Esse continuava sendo o estado de espírito de ambos no dia em que o marquês voltou do hospital do Amor de Deus e anunciou a Bernarda sua decisão de assumir com mão de guerra as rédeas da casa. Havia em sua urgência algo frenético que deixou a mulher sem resposta.
A primeira coisa que fez foi devolver à menina o quarto de dormir de sua avó marquesa, de onde fora tirada para dormir com os escravos. O esplendor de outrora permanecia intacto debaixo do pó: a cama imperial que a criadagem pensava ser de ouro, tal o brilho de seus cobres; o mosquiteiro de gazes de noiva, as ricas vestes de passamanaria, o lavatório de alabastro com numerosos frascos de perfumes e pomadas alinhados em ordem marcial sobre o toucador, o urinol portátil, a escarradeira e o vomitório de porcelana, o mundo de fantasia que a anciã imobilizada pelo reumatismo sonhava para a filha que não teve e a neta que nunca viu.
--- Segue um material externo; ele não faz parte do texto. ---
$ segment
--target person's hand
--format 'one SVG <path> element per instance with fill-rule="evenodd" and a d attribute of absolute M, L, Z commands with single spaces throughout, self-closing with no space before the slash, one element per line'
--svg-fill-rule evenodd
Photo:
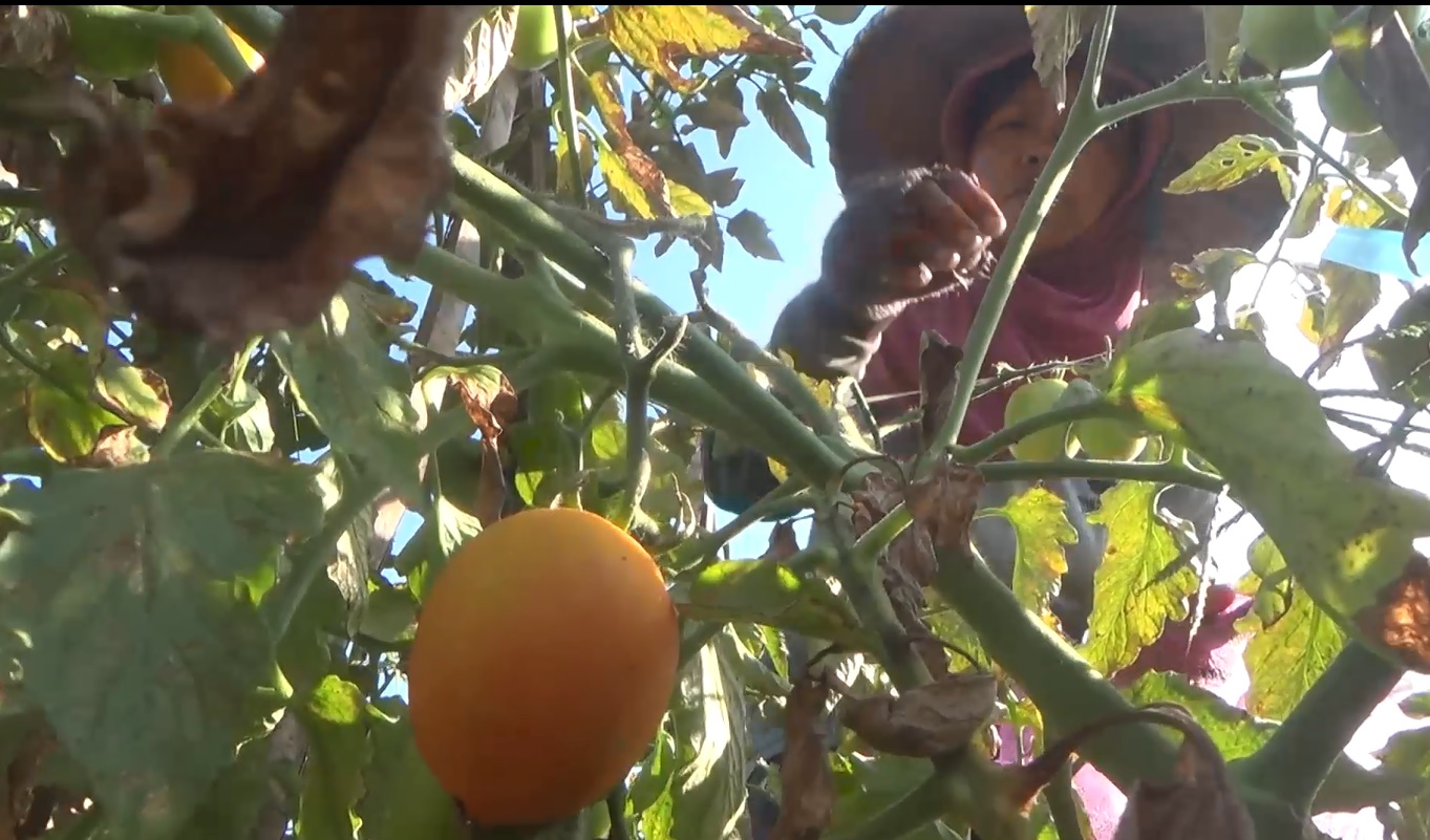
<path fill-rule="evenodd" d="M 845 306 L 892 314 L 914 300 L 967 287 L 1005 227 L 998 204 L 962 170 L 874 176 L 849 190 L 829 229 L 821 281 Z"/>

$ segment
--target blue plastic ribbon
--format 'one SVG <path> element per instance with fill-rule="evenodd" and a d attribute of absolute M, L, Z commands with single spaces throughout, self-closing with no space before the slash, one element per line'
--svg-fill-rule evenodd
<path fill-rule="evenodd" d="M 1401 237 L 1399 230 L 1337 226 L 1326 243 L 1326 250 L 1321 251 L 1321 259 L 1419 284 L 1421 277 L 1430 277 L 1430 237 L 1421 237 L 1414 250 L 1416 266 L 1424 271 L 1419 276 L 1406 263 Z"/>

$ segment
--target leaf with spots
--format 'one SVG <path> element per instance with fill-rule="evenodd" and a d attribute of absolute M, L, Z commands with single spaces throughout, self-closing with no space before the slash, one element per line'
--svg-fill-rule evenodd
<path fill-rule="evenodd" d="M 1313 329 L 1318 334 L 1317 349 L 1321 351 L 1316 374 L 1326 376 L 1340 360 L 1338 349 L 1346 336 L 1380 303 L 1380 276 L 1331 261 L 1321 263 L 1320 276 L 1327 296 L 1321 319 L 1318 323 L 1313 321 Z"/>
<path fill-rule="evenodd" d="M 1291 173 L 1281 156 L 1286 151 L 1270 137 L 1234 134 L 1218 143 L 1191 169 L 1174 177 L 1165 191 L 1174 196 L 1231 189 L 1264 171 L 1276 176 L 1281 194 L 1291 200 Z"/>
<path fill-rule="evenodd" d="M 1200 330 L 1134 344 L 1104 377 L 1111 401 L 1227 480 L 1343 630 L 1391 661 L 1430 669 L 1430 616 L 1416 606 L 1430 563 L 1413 547 L 1430 536 L 1430 499 L 1364 470 L 1316 389 L 1260 341 Z"/>
<path fill-rule="evenodd" d="M 316 533 L 310 467 L 194 451 L 0 490 L 0 614 L 26 696 L 94 781 L 116 836 L 166 840 L 273 710 L 256 599 Z M 265 686 L 267 689 L 265 689 Z"/>
<path fill-rule="evenodd" d="M 1167 573 L 1181 550 L 1154 516 L 1158 490 L 1148 481 L 1118 481 L 1087 517 L 1107 527 L 1107 550 L 1093 577 L 1097 599 L 1083 656 L 1104 674 L 1130 666 L 1161 636 L 1163 624 L 1187 617 L 1187 596 L 1197 590 L 1190 566 Z"/>
<path fill-rule="evenodd" d="M 809 57 L 802 44 L 776 36 L 739 6 L 609 6 L 602 23 L 611 46 L 681 93 L 699 84 L 681 74 L 676 64 L 685 59 Z"/>
<path fill-rule="evenodd" d="M 343 454 L 359 459 L 409 507 L 426 494 L 418 461 L 425 453 L 413 430 L 422 417 L 405 366 L 388 356 L 362 291 L 349 284 L 313 324 L 275 343 L 303 411 Z"/>
<path fill-rule="evenodd" d="M 349 840 L 362 824 L 353 810 L 372 757 L 368 699 L 358 686 L 327 674 L 302 699 L 297 717 L 307 733 L 307 760 L 295 831 L 310 840 Z"/>
<path fill-rule="evenodd" d="M 1343 647 L 1346 631 L 1304 591 L 1294 590 L 1280 619 L 1247 643 L 1247 711 L 1286 720 Z"/>
<path fill-rule="evenodd" d="M 1002 507 L 981 511 L 1008 520 L 1015 536 L 1012 593 L 1024 607 L 1045 616 L 1058 580 L 1068 570 L 1062 546 L 1077 541 L 1067 517 L 1067 503 L 1047 487 L 1037 486 L 1008 500 Z"/>
<path fill-rule="evenodd" d="M 1321 176 L 1301 190 L 1301 196 L 1296 200 L 1296 209 L 1291 210 L 1291 220 L 1286 224 L 1286 239 L 1301 239 L 1316 230 L 1316 224 L 1321 220 L 1321 210 L 1326 209 L 1327 189 L 1328 181 L 1326 176 Z"/>

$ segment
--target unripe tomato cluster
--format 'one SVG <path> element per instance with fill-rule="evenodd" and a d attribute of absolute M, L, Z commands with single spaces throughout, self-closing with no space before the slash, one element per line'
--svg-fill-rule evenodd
<path fill-rule="evenodd" d="M 1068 383 L 1061 379 L 1035 379 L 1018 386 L 1004 409 L 1004 427 L 1050 411 Z M 1130 421 L 1115 417 L 1087 417 L 1034 431 L 1008 447 L 1020 461 L 1052 461 L 1075 457 L 1080 451 L 1103 461 L 1137 460 L 1147 449 L 1147 434 Z"/>

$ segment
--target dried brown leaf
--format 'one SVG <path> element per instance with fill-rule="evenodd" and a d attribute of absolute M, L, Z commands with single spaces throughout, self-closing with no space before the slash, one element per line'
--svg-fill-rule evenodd
<path fill-rule="evenodd" d="M 928 479 L 909 483 L 905 493 L 909 514 L 928 530 L 935 549 L 968 546 L 968 530 L 978 511 L 982 486 L 982 473 L 977 467 L 955 464 L 950 459 L 940 460 Z"/>
<path fill-rule="evenodd" d="M 47 179 L 59 226 L 160 326 L 233 346 L 310 323 L 355 261 L 423 246 L 475 9 L 296 6 L 232 97 L 143 129 L 72 96 L 86 129 Z"/>
<path fill-rule="evenodd" d="M 834 770 L 824 743 L 829 684 L 795 680 L 785 700 L 785 750 L 779 759 L 779 819 L 771 840 L 817 840 L 834 816 Z"/>
<path fill-rule="evenodd" d="M 809 57 L 804 44 L 776 36 L 739 6 L 611 6 L 601 23 L 618 50 L 681 93 L 698 86 L 676 67 L 685 59 Z"/>
<path fill-rule="evenodd" d="M 1183 733 L 1177 777 L 1138 783 L 1127 797 L 1114 840 L 1254 840 L 1251 816 L 1231 789 L 1226 760 L 1211 737 L 1185 713 L 1160 723 Z"/>
<path fill-rule="evenodd" d="M 994 713 L 998 684 L 984 671 L 942 674 L 898 697 L 847 700 L 839 720 L 875 750 L 932 759 L 962 749 Z"/>
<path fill-rule="evenodd" d="M 932 444 L 934 436 L 948 416 L 954 386 L 958 383 L 958 363 L 962 359 L 961 347 L 950 344 L 934 330 L 924 330 L 918 349 L 918 391 L 922 409 L 919 436 L 925 449 Z"/>
<path fill-rule="evenodd" d="M 76 459 L 74 466 L 87 469 L 123 467 L 149 460 L 149 447 L 139 440 L 133 426 L 106 426 L 94 441 L 94 449 Z"/>
<path fill-rule="evenodd" d="M 795 534 L 795 526 L 792 521 L 785 520 L 775 523 L 775 527 L 769 529 L 769 547 L 759 557 L 761 560 L 788 560 L 799 553 L 799 536 Z"/>

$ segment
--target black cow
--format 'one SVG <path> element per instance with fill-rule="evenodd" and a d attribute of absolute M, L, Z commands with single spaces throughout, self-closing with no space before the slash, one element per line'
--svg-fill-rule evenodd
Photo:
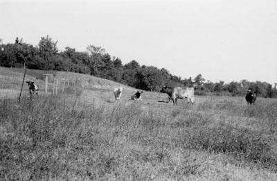
<path fill-rule="evenodd" d="M 247 105 L 255 105 L 256 99 L 257 98 L 257 94 L 255 91 L 252 91 L 249 89 L 247 91 L 247 95 L 245 96 L 245 99 L 247 101 Z"/>
<path fill-rule="evenodd" d="M 39 86 L 35 85 L 33 81 L 26 81 L 28 86 L 29 86 L 29 92 L 31 96 L 34 95 L 35 94 L 38 95 L 39 94 Z"/>
<path fill-rule="evenodd" d="M 138 91 L 136 92 L 136 94 L 134 94 L 134 95 L 132 95 L 131 96 L 131 99 L 132 100 L 136 100 L 136 101 L 141 101 L 141 94 L 143 92 L 142 91 Z"/>

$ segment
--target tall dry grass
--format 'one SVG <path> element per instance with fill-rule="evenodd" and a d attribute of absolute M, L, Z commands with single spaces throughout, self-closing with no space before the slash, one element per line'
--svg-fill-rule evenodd
<path fill-rule="evenodd" d="M 275 101 L 84 102 L 82 92 L 1 101 L 1 180 L 276 178 Z"/>

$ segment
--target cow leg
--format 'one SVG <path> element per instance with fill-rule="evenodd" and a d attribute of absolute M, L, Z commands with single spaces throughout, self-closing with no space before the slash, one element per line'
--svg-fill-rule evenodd
<path fill-rule="evenodd" d="M 177 105 L 177 98 L 175 98 L 175 105 Z"/>

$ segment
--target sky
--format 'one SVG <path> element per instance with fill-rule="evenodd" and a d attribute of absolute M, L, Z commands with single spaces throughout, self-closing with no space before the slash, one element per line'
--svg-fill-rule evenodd
<path fill-rule="evenodd" d="M 277 83 L 276 0 L 0 0 L 0 38 L 42 37 L 213 83 Z"/>

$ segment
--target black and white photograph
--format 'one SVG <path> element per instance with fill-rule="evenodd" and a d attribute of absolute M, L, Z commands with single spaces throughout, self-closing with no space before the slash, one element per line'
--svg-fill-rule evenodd
<path fill-rule="evenodd" d="M 277 180 L 277 1 L 0 0 L 0 180 Z"/>

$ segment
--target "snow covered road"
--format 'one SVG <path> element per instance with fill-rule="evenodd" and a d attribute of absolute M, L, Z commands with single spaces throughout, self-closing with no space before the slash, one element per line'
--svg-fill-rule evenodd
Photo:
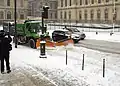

Enquanto as escravas ressuscitavam o dormitório, o marquês se ocupou em ditar a sua lei na casa. Espantou os escravos que dormitavam à sombra das arcadas e ameaçou com açoites e masmorra os que tornassem a fazer suas necessidades pelos cantos ou jogassem perde-ganha nos quartos fechados. Não eram disposições novas. Tinham sido muito mais rigorosas quando Bernarda estava no comando e Dominga de Adviento na vigilância, e o marquês alardeava em público a sua sentença histórica.— "Na minha casa se faz o que eu obedeço." Mas desde que Bernarda sucumbiu nos atoleiros do cacau e Dominga de Adviento morreu, os escravos voltaram a se infiltrar com grande sigilo, primeiro as mulheres com suas crias para ajudar nos ofícios miúdos, depois os homens ociosos em busca da fresca dos corredores. Apavorada com o fantasma da ruína, Bernarda mandava-os arranjar comida mendigando na rua. Numa de suas crises, resolveu alforriá-los, exceto três ou quatro do serviço doméstico, mas o marquês se opôs com uma desrazão: — Se é para morrerem de fome, melhor que morram aqui e não por esses cafundós.
Não se ateve a fórmulas tão fáceis quando o cachorro mordeu Sierva María. Investiu de poderes o escravo que lhe pareceu de mais autoridade e maior confiança, dando instruções cuja severidade espantou a própria Bernarda. Ao anoitecer, quando a casa estava pela primeira vez em ordem desde a morte de Dominga de Adviento, encontrou Sierva Maria no alojamento das escravas, com meia dúzia de jovens negras que dormiam nas redes entrecruzadas em diferentes níveis.
Acordou todas para dar as ordens do novo governo.
A partir de hoje, a menina vai morar na casa — disse. — E saibam aqui e em todo o reino que ela só tem uma família, e de gente branca.
A menina resistiu quando ele quis levá-la nos braços para o quarto de dormir, e foi preciso fazê-la entender que uma ordem de homens reinava no mundo já no quarto da avó, enquanto o saiote de algodão das escravas era trocado por uma camisola de dormir, dela não se arrancou uma palavra sequer. Bernarda os viu da porta: o marquês sentado na cama, pelejando com os botões da camisola que não passavam pelas casas novas, e a menina de pé diante dele, olhando-o impassível. Bernarda não se conteve.
Por que não se casam? — zombou: — Não seria mau negócio parir marquesinhas crioulas com patas de galinha para vender nos circos.